先生のことになると姉さんは一歩も引かないから、なにか知っていたとしても教えてもらえないだろう。
アスカのことといい、先生のことといい、俺には分からないことだらけだ。
腹立たしい――。
今日帰ってきた目的にはもうひとつ、重要なことがある。それはすぐにすむだろう。
俺は今度こそ、ガタンと席を立った。
「エヴァ」
「……なに?」
「一緒に来てくれ。ここにお前を置いて行きたくない」
「どこに行くの?」
「俺の部屋」
本が無事なことを確認しなければ。
もし1冊でもワームに喰われてたら、シュルガットへの報復案件だ。
「セオとアスカは適当に待っててくれ。あんまりヒマだったら屋敷内見て回っててもいいぞ」
「……分かった」
セオと短い言葉を交わし、エヴァの椅子を引いて立たせると、その手を握って足早にテーブルを回った。

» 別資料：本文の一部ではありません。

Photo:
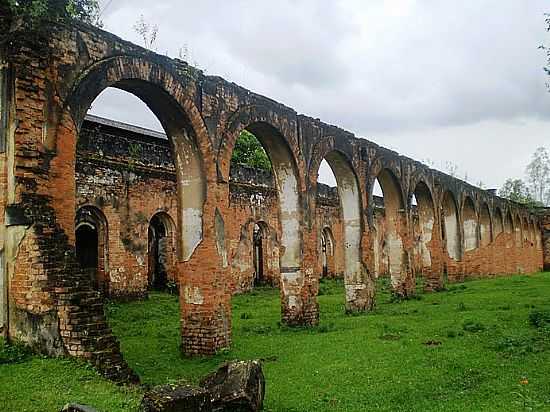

メイドの開けたドアから出る直前で、姉さんを振り返る。
「シュガー兄さんが起きたら教えて」
「分かったわ。ごゆっくり」
姉さんがヒラヒラと手を振った。
苦い顔でその場を去ろうと思ったら、「あ、フェル」と呼び止められた。
振り向くと、姉さんがふくんだ笑顔を浮かべた。
「呼びに行くのは2時間後くらいでいいかしら?」
「は? いや、本の確認なんてすぐ終わるし、兄さんが起きたら呼んでくれればいいよ」
姉さんは俺を残念なもののように見ると、これ見よがしにため息を吐いた。
「なに言ってるのフェル。せっかく気を利かしてあげてるのに……未来の嫁を自分の部屋に初招待なんて、これ以上ないおいしいイベントよ?」
「なに言ってるの、は姉さんのほうだろ……嫁じゃねーって何度言わせんだ。見当違いな気の回し方すんな」
「姉さんはそんなに意気地のない男に育てた覚えはなくてよ?!」
「意気地とかの問題じゃねえ! エヴァにあんま変なこと吹き込むな!」
昨日から人をからかいやがって……
エヴァの手を引くと、それ以上何も言わずに青の間から廊下に出た。
きょとんとした顔のエヴァと目が合って、なんとなくそらしてしまった。
こんな調子で俺もエヴァも、姉さんにずっと遊ばれそうな気がする。
そう思うとなんだか頭痛がした。
エヴァの足元には相変わらずちょこちょこと白い幼獣がついてくる。
そうだ、こいつを山に返すって仕事もあったんだった。
「全部さっさと片付けてやる……」
「え、なに?」
「アルティマでの用事。もう今すぐ出ていきたい気分だ」
「そんなこと言って……久しぶりに帰ってきた家でしょう?」
「色々腹立つ。もう建国のこともヒューマノイドのこともどうでもよくなってきた。本の無事を確認したら、ばあちゃんとこに顔出して、帰る」
「帰るって……ここがあなたの家でしょう?」
聞き分けのない子どもを見るような目で、エヴァはため息を吐いた。